A respiração de Holmes estava quase inaudível, como se ele fosse um cadáver. O ar daquele apertado armário de vassouras até parecia pesado. Pelas frestas do armário, ele podia ouvir apenas os passos de Watson e do outro médico se distanciarem, o que provocou alívio em seu peito. Por sorte, o armário passou despercebido pelos dois.

Preciso sair daqui o quanto antes, pensou de maneira calculista.

Sabendo que seria impossível passar despercebido com aquele sobretudo branco e chapéu de abas largas extremamente chamativo, Holmes o retirou e passou a leva-los a mão, enrolados. Tirou também parte da barba, deixando apenas um pouco de seu bigode. Como estava escuro e sem qualquer espelho para se inspecionar, Holmes torceu para que não tivesse deixado nenhum penacho de pelo em seu rosto que o deixasse estranho.

O hospital estava agitado. Enfermeiras soltavam gritos histéricos, assim que eram informadas a respeito de um “criminoso foragido” dentro do St. Mary Hospital. Holmes dava passos rápidos, evitando olhar diretamente em quem quer que fosse, sempre verificando por trás de seus ombros se alguém lhe estava seguindo.

Parou, por final, em uma ala, a dita “Ala dos Loucos”.

O último lugar que alguém são desejaria passar. E também o último lugar que desejariam procurar. Apenas se todo o restante do hospital estivesse inspecionado e descartado a polícia faria uma busca ali.

A imensa porta branca parecia ser forte o bastante para esconder os gritos e lamentos dos loucos do Hospital, notou Holmes.

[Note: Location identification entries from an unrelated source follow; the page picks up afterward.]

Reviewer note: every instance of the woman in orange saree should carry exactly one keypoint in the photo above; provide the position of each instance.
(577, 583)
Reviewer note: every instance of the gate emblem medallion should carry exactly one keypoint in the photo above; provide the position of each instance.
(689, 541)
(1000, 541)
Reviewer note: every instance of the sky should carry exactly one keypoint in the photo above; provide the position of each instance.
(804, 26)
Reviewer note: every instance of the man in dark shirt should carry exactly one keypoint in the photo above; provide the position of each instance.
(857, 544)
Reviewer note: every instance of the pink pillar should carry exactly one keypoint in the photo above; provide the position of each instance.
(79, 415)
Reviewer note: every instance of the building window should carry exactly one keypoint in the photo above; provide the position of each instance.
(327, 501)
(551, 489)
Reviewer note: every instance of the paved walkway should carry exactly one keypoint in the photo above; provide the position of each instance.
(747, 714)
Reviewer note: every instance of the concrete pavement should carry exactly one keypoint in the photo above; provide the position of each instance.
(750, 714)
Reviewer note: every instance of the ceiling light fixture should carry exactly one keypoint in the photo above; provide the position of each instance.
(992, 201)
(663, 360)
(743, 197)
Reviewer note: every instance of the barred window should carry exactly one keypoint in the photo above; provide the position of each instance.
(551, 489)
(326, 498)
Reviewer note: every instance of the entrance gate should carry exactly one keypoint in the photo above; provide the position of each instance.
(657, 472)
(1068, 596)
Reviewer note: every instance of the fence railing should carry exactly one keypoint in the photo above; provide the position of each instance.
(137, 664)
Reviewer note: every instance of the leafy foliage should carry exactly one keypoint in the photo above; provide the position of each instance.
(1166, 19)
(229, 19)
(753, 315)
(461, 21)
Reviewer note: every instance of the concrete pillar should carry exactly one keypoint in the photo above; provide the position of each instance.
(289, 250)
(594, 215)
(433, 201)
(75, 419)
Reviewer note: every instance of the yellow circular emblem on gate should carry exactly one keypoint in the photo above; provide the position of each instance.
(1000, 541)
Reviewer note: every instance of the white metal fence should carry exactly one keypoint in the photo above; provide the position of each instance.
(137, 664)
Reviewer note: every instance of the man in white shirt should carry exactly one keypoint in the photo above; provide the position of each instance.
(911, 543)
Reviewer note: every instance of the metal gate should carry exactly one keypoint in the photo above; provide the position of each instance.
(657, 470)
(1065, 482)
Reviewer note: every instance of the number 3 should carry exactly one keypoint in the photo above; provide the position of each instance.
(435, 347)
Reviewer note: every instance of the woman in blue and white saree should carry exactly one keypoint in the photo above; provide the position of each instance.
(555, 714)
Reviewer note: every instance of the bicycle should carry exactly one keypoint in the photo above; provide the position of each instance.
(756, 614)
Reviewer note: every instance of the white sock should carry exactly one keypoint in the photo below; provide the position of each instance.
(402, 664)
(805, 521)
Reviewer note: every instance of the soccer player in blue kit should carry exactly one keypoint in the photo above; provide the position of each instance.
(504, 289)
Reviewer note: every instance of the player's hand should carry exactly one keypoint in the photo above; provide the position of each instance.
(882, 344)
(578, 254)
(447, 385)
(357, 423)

Quando seus ouvidos foram inundados pelos sons emitidos pelos loucos, em suas sessões de “tratamento” (os sons de voltagem e gritos de dor já lhe diziam o que seriam tais sessões) ou mesmo as ditas punições – como se o tratamento em si já não o fosse. Holmes imaginava que tipo de pessoa poderia suportar tal tarefa sem se tornar tão louco quanto seus pacientes.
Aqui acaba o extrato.